Climate Model Data Organization

After choosing the set of models and model experiments you’re interested in working with, the next step is to understand how the data is organized, in order to be able to actually do anything concrete with it! This can be difficult for novice users since climate model output uses a specialized file format called netCDF, and the variables can be non-trivial to understand (see the Model Naming Conventions page for some details on this). 

File Format: Network Common Data Format

By far the most common way for climate model output data files to be stored is in a format called the Network Common Data Format, or netCDF. This format was developed by researchers in Boulder, CO in the US, and is designed to make accessing very large datasets as easy and fast as possible.

What is a netCDF file?

A netCDF file is just like any other type of data file: it contains data, or the quantity you’re interested in, as well as metadata describing things about the data that you might need in order to properly work with it. Examples of common metadata include:

  • The units of the variable within the data file (for instance, is temperature in Celsius or Kelvin?)
  • The calendar being used by the relevant climate model (it’s not always a “normal” calendar – sometimes they leave out leap years and things like that)
  • The plain English name of the variable
  • Any coordinates that are needed to interpret the data: latitude, longitude, and time are the most common examples, but sometimes depth or altitude is also necessary

The nice thing about netCDF files, and why they are so common in climate research, is that they are what’s called “self-describing”. This means that the metadata travels with the file, even if you do something to it like take a subset of the times in the file or convert the units to different ones – all that is automatically written inside the file, so that you don’t lose track of anything.
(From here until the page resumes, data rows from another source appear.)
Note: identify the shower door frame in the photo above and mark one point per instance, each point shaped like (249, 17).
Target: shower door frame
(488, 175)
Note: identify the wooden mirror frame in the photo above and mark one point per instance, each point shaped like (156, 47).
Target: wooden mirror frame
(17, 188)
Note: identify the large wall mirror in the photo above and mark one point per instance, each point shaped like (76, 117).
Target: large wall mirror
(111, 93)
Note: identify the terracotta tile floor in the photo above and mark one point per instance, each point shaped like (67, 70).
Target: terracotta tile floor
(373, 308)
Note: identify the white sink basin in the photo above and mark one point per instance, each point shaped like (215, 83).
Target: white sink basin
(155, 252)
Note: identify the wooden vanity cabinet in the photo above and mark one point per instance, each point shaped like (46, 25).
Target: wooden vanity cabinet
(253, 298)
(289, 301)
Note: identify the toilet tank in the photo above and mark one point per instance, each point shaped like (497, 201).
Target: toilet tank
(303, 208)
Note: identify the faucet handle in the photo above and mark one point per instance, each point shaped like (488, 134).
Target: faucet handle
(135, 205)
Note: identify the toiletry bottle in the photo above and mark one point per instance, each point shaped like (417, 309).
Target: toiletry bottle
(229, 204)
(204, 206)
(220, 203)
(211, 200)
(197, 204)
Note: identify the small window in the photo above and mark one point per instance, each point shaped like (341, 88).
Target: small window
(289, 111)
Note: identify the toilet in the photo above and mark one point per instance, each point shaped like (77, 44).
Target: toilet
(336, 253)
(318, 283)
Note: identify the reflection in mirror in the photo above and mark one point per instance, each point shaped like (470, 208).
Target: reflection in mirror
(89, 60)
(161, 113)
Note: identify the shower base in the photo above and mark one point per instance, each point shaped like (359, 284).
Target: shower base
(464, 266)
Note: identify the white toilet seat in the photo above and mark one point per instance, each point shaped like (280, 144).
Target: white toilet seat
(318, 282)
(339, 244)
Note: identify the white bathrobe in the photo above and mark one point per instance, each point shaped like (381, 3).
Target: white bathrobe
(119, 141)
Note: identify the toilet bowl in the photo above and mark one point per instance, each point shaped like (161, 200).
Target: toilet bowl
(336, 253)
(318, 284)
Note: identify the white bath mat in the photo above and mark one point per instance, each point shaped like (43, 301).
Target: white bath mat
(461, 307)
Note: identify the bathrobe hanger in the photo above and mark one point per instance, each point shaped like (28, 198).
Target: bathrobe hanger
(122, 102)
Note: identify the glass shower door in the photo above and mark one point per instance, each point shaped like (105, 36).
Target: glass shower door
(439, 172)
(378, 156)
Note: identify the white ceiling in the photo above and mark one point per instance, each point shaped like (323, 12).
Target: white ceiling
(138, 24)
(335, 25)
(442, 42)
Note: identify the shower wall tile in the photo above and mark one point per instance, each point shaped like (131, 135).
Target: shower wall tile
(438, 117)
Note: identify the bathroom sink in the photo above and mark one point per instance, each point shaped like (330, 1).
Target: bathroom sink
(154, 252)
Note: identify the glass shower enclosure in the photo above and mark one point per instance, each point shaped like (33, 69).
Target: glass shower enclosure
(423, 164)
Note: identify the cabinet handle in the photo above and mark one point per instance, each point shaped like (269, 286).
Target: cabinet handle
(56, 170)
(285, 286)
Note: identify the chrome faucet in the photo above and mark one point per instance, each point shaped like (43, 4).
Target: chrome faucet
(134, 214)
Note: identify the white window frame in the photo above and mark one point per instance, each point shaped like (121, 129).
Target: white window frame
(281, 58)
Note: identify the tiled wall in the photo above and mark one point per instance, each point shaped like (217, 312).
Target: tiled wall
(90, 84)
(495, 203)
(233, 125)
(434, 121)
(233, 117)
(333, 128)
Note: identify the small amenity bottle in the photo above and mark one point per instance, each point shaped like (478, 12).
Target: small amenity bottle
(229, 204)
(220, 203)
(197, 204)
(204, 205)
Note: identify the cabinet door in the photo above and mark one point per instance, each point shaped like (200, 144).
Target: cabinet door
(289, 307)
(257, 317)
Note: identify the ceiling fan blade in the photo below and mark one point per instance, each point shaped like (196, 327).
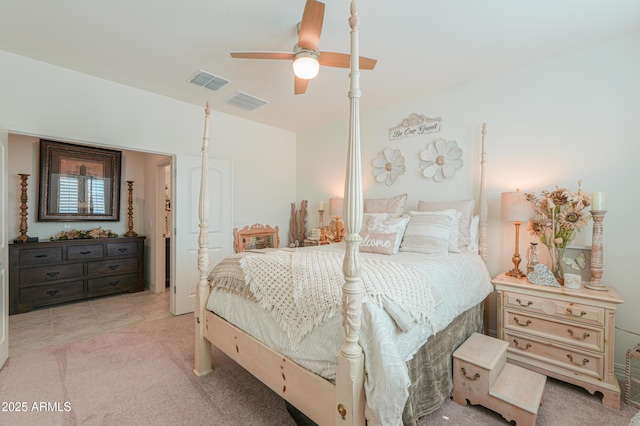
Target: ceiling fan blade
(263, 55)
(342, 60)
(300, 86)
(311, 25)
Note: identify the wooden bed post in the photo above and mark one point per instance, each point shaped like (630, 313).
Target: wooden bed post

A self-describing file is also really good at describing the coordinates of the data! Those also travel with the data if the file is modified, and will be automatically updated if the data is averaged or altered along a coordinate dimension (for example, a depth or time average).

How do I see what’s inside a netCDF file?

When you first start working with information in netCDF format, it can be a bit disorienting since it’s not immediately obvious how to see what’s in there. However, there are packages which can do this in all the major programming languages: see the Tutorials page for examples in R and Python. Most GIS applications also have the ability to open and display netCDF data!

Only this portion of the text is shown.